The deplorable act of attacking Malala increased the aversion felt for the Taliban among ordinary Pakistanis. But terrorists do not feed on public support; their demented ideology is sustenance enough. Pakistanis wept when Malala was battling for her life, and heaved a sigh of relief when she survived. We are proud that she has thrived. As for her moving to England, it affirms our view that the West has an equal penchant for inflicting and preventing pain. And as for the ban on her book, it is the manifestation of the oriental tendency to brush unpleasantness under the Persian carpet; we don’t fancy the confessional culture of the West, thank you very much.
That her book has been banned by Pakistani private schools has motivated me to buy an extra copy for my son. The same will be true for plenty like me, who live in comfortable, metropolitan places like Lahore. We will sit down with our children and ask why an 11-year-old girl in a small, primitive town got shot in the head for pursuing her fundamental right to education. The answer will be a stark reminder of the nature of these self-interested fanatics masquerading as messiahs: they do not consider any flower too beautiful to destroy.
The Taliban made the ultimate expression of impotent rage by attacking Malala; for them, she is like a piece of crockery broken by a man who cannot harm his real tormentor. But for the West, it seems, Malala is the latest prop in the tragicomedy of Afghanistan — a military adventure gone horribly wrong. From the Oval Office to Buckingham Palace, she has chatted to world leaders in an easy manner that eludes our crustier politicians. The West has become intoxicated by this extraordinary girl and her story. She seemed to embody the struggle that has occupied these past ten years, and seemed to offer justification for all the blood, sweat and tears.
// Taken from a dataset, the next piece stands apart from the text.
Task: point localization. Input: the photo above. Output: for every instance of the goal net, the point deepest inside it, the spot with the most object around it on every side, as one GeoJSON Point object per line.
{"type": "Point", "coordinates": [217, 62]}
There is no equivalent effect in Pakistan. Malala does not change the fact that the Muslim world has received disproportionate revenge for the 9/11 attacks. Nor that the western powers still seem engaged in a neo-colonial game, with natural resources as the prize. To most in Pakistan, Western values are embodied not so much in brave schoolgirls but the repressive Muslim regimes supported by London and Washington as long as they are on the ‘right’ side of the political divide. If a public execution or amputation happens in Saudi Arabia, its ‘domestic law enforcement.’ If it happens in Iran or Syria, it’s an atrocity. This is about right to life, not just education. When a girls’ school in Mecca caught fire and girls died because the religious police wouldn’t let them escape unless properly dressed, where was the Western governmental outrage? Reserved, it seems, for regimes who don’t sell them oil.
Plenty of us Pakistanis — including my 13 old year son Musa — believe that education is a right for which it’s worth getting shot. But for as long as the West continues its deeply selective approach to fundamentalism, it’s far from clear that Malala’s values really are those the West wants for the entire Muslim world.